Anda di halaman 1dari 3

MEMAHAMI KONDISI HUKUM INDONESIA

Indonesia adalah negara hukum yang dimana mengutamakan landasan hukum dalam semua
aktivitas, yang dinyatakan pada undang-undang pasal 1 ayat 3 UUD 1945. Kemudian
sebenarnya masyarakat, mahasiswa, pelajar harus paham akan hukum tidak mengabaikan
begitu saja, disebabkan pengaruh hukum sangat penting di kehidupan kita, karena semua
perbuatan dan tindakan berlandaskan hukum di dalam peraturan perundang-undangan,
selanjutnya setelah mengetahui aturan hukum maka seseorang akan mengetahui hak,
kewajibannya dan tahu apa yang harus ia lakukan ketika dihadapkan pada masalah hukum.
Dan ketika seseorang melanggar hukum maka ia harus terkena sanksi, ketika kita memahami
akan hukum maka kita juga akan mengetahui akan tujuan dari sebuah hukum yaitu
menerapkan kebenaran, kedamaian dan menjamin keadilan bagi seluruh warga negaranya.

Namun, nyatanya sebaliknya banyak kasus yang kita lihat bersama, sabotase, diskriminasi,
pengistimewaan bagi yang di atas dalam menangani kasus. Bisa dikatakan hukum tajam ke
bawah tumpul ke atas, istilah ini tepat untuk mendeskripsikan kondisi penegak hukum
Indonesia. Akan tetapi, menurut aturan hukum ini adalah benar. Masyarakat mengungkapkan,
hukum bisa dibeli oleh yang punya jabatan, kekuasaan dan yang memiliki uang berlimpah
pasti akan aman dari aturan maupun belenggu sanksi. Sebaliknya, hukum berbeda pada orang
yang di bawah seakan hukum dapat untuk dipermainkan.

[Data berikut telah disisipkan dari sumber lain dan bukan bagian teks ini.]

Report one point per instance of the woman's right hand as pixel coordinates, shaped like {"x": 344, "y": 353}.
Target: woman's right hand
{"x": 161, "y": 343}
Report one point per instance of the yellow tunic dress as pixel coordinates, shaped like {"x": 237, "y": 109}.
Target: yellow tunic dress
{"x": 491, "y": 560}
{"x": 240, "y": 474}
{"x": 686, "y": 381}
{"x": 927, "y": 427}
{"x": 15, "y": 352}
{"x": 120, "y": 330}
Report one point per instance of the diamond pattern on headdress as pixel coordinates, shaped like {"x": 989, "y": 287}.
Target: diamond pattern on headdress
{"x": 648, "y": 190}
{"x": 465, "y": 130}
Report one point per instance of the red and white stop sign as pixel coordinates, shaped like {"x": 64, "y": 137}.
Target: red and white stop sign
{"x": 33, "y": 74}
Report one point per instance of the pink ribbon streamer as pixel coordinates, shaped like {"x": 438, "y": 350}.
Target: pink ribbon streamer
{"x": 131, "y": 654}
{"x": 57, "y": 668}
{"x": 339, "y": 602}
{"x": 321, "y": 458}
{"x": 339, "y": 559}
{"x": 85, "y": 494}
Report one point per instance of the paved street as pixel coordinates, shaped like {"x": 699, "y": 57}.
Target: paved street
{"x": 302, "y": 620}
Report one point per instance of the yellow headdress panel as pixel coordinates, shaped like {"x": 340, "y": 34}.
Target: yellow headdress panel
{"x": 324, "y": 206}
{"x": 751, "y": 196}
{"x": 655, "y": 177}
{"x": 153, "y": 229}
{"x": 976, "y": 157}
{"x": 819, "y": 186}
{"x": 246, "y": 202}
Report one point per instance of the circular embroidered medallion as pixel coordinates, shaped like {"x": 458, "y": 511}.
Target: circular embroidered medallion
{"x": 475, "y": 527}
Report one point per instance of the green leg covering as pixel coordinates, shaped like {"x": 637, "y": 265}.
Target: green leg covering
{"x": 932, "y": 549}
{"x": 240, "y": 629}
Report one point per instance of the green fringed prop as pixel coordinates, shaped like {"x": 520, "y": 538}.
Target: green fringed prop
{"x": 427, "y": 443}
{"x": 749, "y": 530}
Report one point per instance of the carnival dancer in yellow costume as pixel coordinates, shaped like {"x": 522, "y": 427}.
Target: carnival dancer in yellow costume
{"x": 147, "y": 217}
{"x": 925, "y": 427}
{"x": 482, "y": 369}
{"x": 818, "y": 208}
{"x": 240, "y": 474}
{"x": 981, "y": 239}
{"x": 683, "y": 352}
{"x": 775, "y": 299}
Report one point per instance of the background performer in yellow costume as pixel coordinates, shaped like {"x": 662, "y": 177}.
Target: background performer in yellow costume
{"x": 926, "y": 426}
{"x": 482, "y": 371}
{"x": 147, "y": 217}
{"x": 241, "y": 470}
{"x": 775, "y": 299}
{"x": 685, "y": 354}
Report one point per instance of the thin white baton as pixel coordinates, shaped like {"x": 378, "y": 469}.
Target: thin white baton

Contohnya, hukum ringkih yang terjadi pada nenek Asyani yang berumur senja didakwa
mencuri kayu jati dikenakan Pasal 12 juncto Pasal 83 ayat (1) Undang-Undang Pencegahan
dan Pemberantasan Perusakan Hutan dengan ancaman 5 tahun penjara bahkan dijadikan
komoditas politik dan menjadi ajang pertunjukkan empati para tokoh berkepentingan (Fauzi,
2015). Adapula Hamdani yang dituduh mencuri sandal bolong divonis hukuman tahanan
selama 2 bulan 24 hari. Selanjutnya, kakek Samirin berumur 68 tahun yang merupakan
seorang lansia yang memungut sisa getah pohon karet divonis hukuman penjara selama 2
bulan 4 hari oleh Pengadilan Simalungun, langsung dikenakan hukuman seberat-beratnya,
kasusnya pun disebabkan beberapa hal bukan untuk memperkaya diri, seperti apa yang
dilakukan oleh koruptor yang mereka sudah diberi fasilitas namun, masih tamak hingga
melalap yang bukan haknya lagi. Apakah karena miskin hingga rakyat kecil masih kesulitan
dalam menggapai keadilan dan langsung dihakakimi seberat-beratnya, lantas dimana kata
peri kemanusiaan?

Sedang pejabat yang melakukan korupsi uang miliaran rupiah milik negara dapat bebas,
proses hukumnya seakan begitu menunda-nunda dan digantung. Masyarakat seakan
dihidangkan pertunjukan dari tokoh-tokoh tersebut, dan menjadi mencengangkan disaat ada
beberapa sel yang diberi fasilitas layaknya hotel seperti Lapas Porong, Sidoarjo Jawa Timur;
Lapas Lubukpakam, Sumatera Utara; Lapas Cipinang, Jakarta Timur; Rutan Pondok Bambu,
Jakarta Timur serta Lapas Suka Miskin. Uniknya, sel ini bisa dinikmati oleh para pidana yang
mempunyai uang, seperti yang dinyatakan oleh Najwa Shihab dalam unggahannya yang
berjudul ‘’pura-pura penjara’’ ia menyatakan bahwa kondisi koruptor ternyata hidup mewah
yang seharusnya dihukum seberat-beratnya malah merasakan keistimewaan dan kekhususan.
Bukankah tujuan sel agar membuat para pelakunya jera agar tidak melakukan hal yang sama?
Sel juga dibuat tidak senyaman mungkin namun, mengapa ada pula seakan seperti hotel?
Apakah memang benar fasilitas sel bisa didapatkan jika membayar sejumlah uang seperti apa
yang kita saksikan? jika benar, pantas saja pelakunya tidak khawatir untuk merampok uang
rakyat karena hukum terlalu lemah. Pantas saja kejahatan tak lekang sampai detik ini.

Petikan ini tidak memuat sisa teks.